4.16 Using HAProxy for PGX Load Balancing and High Availability

HAProxy is a high-performance TCP/HTTP load balancer and proxy server that allows multiplexing incoming requests across multiple web servers.

You can use HAProxy with multiple instances of the in-memory analytics server (PGX) for high availability. The following example uses the opg shell to connect to PGX.

The following instructions assume you have already installed and configured the in-memory analyst server, as explained in Starting the In-Memory Graph Server (PGX).

  1. If HAProxy is not already installed on Big Data Appliance or your Oracle Linux distribution, run this command:
    yum install haproxy
  2. Start the PGX servers.

    For example, if you want to load balance PGX across 4 nodes (such as bda02, bda03, bda04, and bda05) in the Big Data Appliance, start PGX on each of these nodes. Configure PGX to listen for connections on port 7007.

  3. Configue HAProxy.

    In this example, you will configure HAProxy to run on host bda01 and to listen for incoming connections on port 8888. Create a new file haproxy.cfg on host bda01 with the following content:

    global
        maxconn 50000
        log /dev/log local0
     
    defaults
        mode http
        option httplog
        log global
        option forwardfor
        timeout connect 5s
        timeout client 5s
        timeout server 5s
        balance source
        hash-type consistent
     
    listen www
        bind :8888
        server web1 bda02:7007 check
        server web2 bda03:7007 check
        server web3 bda04:7007 check
        server web4 bda05:7007 check
    

    Specifying balance source maps the clients' IP addresses to corresponding servers' IP addresses. This is important because the PGX server relies on session stickiness during an analytics session. (For more information about configuring HAProxy, see the HAProxy official documentation.)

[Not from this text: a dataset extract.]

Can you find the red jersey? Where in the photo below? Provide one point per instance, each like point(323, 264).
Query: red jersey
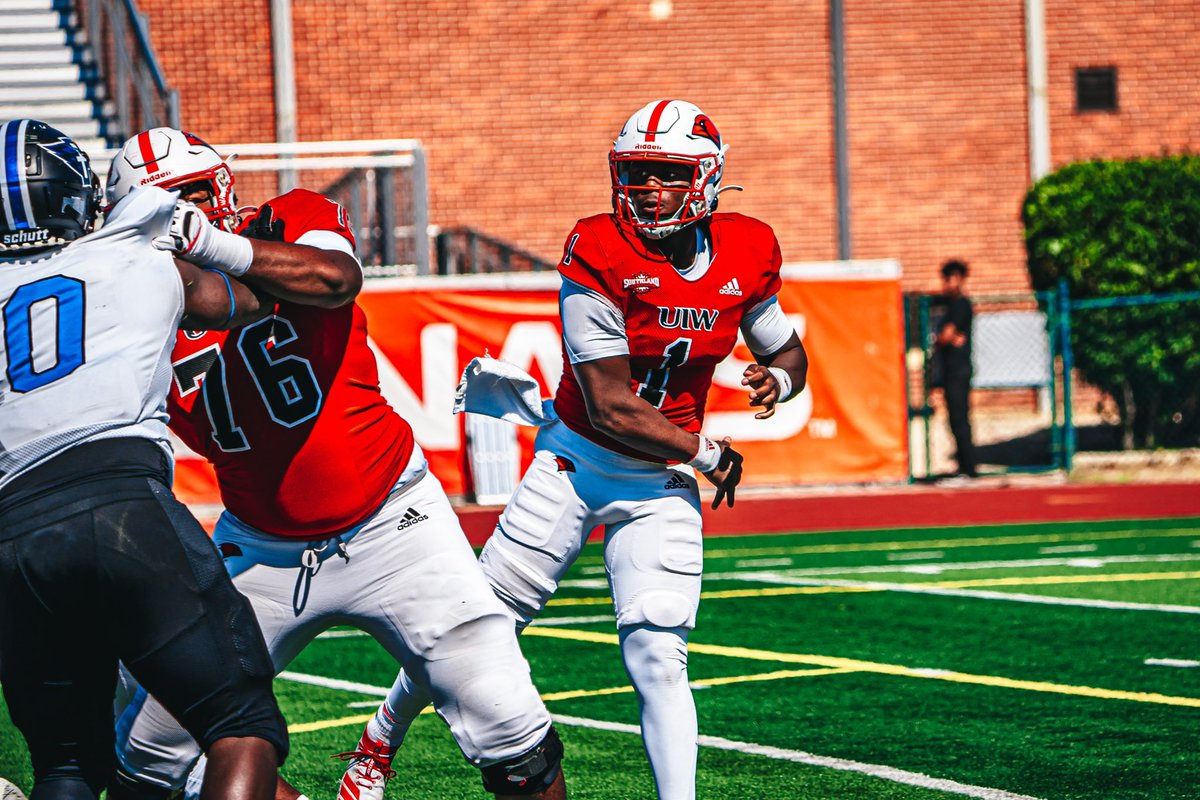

  4. Start the load balancer.

    Start HAProxy on bda01 by passing in configuration file that you created in the preceding step:

    haproxy -f haproxy.cfg
  5. Test the load balancer.

    From any host you can test connectivity to the HAProxy server by passing in the host and port of the server running HAProxy as the base_url parameter to the opg client shell. For example:

    cd /opt/oracle/oracle-spatial-graph/property_graph
    ./bin/opg --base_url http://bda01:8888
    

    Note:

    The PGX in-memory state is lost if the server goes down. HAProxy will route commands to another server, but the client must reload all graph data.

    It is recommended that you run a series of PGX commands to test session affinity. Kill a server and restart the opg shell to confirm that HAProxy redirects the request to a new server.